Deportation Fears Complicate NYC's Construction Safety Crackdown
NYC faces a construction safety paradox: as DOB enforcement ramps up, rising deportation fears among the 49% foreign-born workforce may lead to dangerous underreporting.
By: AXL Media
Published: Mar 19, 2026, 11:27 AM EDT
Source: Bisnow

Surprising Enforcement and the Transparency Gap
The New York City Department of Buildings (DOB) concluded its most recent fiscal period with an aggressive sweep of 705 construction sites across all five boroughs. This enforcement "blitz" revealed violations at 14% of inspected locations, resulting in 50 immediate stop-work orders. While DOB Commissioner Ahmed Tigani reported a 33% drop in injuries for 2025—the lowest level in a decade—fatalities actually increased to 10 reported deaths, up from seven in previous years. This statistical divergence has led industry analysts to question whether the drop in injury data reflects a genuine improvement in safety or a significant decline in incident reporting due to external pressures.
The Immigration Enforcement Shadow
A primary driver of this reporting reluctance is the escalation of Immigration and Customs Enforcement (ICE) activity. Nationwide, the federal government has moved toward a goal of 3,000 deportations per day, with ICE detention populations reaching over 68,000 as of early 2026. In the New York metro area, where approximately 48.9% of construction workers (nearly 290,000 individuals) are foreign-born, the threat of worksite raids is pervasive. Legal experts note that when workers prioritize avoiding federal detection, mandatory safety systems—which rely on employee transparency—become secondary to survival, potentially leaving lethal hazards unaddressed for the entire crew.

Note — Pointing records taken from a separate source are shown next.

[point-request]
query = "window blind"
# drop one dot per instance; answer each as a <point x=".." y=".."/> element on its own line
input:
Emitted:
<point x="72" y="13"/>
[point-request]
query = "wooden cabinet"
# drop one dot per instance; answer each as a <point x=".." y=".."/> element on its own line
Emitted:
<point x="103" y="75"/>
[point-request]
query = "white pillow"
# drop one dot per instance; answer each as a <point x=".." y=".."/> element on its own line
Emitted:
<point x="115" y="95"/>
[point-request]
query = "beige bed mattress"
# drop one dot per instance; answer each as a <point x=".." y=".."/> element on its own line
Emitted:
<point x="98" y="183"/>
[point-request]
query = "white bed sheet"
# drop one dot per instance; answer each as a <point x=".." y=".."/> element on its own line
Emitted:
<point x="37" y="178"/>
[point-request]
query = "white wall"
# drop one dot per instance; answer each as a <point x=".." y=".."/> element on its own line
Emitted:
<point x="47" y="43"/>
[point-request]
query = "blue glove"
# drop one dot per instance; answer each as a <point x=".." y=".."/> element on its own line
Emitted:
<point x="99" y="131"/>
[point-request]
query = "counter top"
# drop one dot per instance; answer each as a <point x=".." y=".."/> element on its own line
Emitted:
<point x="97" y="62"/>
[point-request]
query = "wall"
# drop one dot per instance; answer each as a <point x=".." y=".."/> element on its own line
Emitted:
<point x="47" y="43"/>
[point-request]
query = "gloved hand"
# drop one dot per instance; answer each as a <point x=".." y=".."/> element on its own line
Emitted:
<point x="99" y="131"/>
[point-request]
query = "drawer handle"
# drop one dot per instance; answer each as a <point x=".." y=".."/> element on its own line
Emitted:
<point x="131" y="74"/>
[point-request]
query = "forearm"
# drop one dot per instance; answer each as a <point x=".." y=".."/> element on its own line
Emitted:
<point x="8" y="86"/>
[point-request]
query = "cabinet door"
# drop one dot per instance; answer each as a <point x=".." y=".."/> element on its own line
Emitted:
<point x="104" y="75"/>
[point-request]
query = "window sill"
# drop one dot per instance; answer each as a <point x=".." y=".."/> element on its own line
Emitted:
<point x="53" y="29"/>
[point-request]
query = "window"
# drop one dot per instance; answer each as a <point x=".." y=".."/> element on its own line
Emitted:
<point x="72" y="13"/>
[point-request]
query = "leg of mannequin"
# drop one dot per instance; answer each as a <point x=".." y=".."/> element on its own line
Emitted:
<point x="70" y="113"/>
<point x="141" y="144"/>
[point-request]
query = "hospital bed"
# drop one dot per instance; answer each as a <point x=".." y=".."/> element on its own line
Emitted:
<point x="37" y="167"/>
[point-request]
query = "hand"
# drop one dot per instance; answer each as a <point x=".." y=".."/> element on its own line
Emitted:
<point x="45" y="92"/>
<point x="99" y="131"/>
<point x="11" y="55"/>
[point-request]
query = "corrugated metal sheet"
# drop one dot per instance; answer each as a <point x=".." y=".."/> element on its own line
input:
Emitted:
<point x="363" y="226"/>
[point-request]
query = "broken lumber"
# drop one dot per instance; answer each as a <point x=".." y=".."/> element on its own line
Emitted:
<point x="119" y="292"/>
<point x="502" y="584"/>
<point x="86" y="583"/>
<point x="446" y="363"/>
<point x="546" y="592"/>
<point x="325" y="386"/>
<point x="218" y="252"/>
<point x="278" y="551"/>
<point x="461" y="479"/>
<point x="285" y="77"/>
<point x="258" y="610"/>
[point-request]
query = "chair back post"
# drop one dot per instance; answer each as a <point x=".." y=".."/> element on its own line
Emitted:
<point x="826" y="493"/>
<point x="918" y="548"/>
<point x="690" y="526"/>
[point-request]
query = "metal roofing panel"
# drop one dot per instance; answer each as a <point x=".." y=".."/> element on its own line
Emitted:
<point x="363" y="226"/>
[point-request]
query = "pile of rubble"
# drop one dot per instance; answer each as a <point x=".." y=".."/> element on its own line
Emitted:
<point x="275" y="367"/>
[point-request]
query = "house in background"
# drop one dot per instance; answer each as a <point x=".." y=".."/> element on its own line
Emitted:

Strategic Context and Regional Reliance
New York ranks as one of the most reliant states on foreign-born labor, with immigrants making up 37% of the statewide construction industry and nearly 50% in the city proper. Certain trades show even higher concentrations: 80% of construction laborers in the city are foreign-born, and an estimated 41% of those laborers are undocumented. This demographic reality places New York at the center of a national conflict between local "sanctuary" protections and federal mandates. While city agencies are prohibited from sharing immigrant data with federal authorities, the mere presence of enforcement activity nearby has been shown to chill participation in safety training and the reporting of "near-miss" accidents.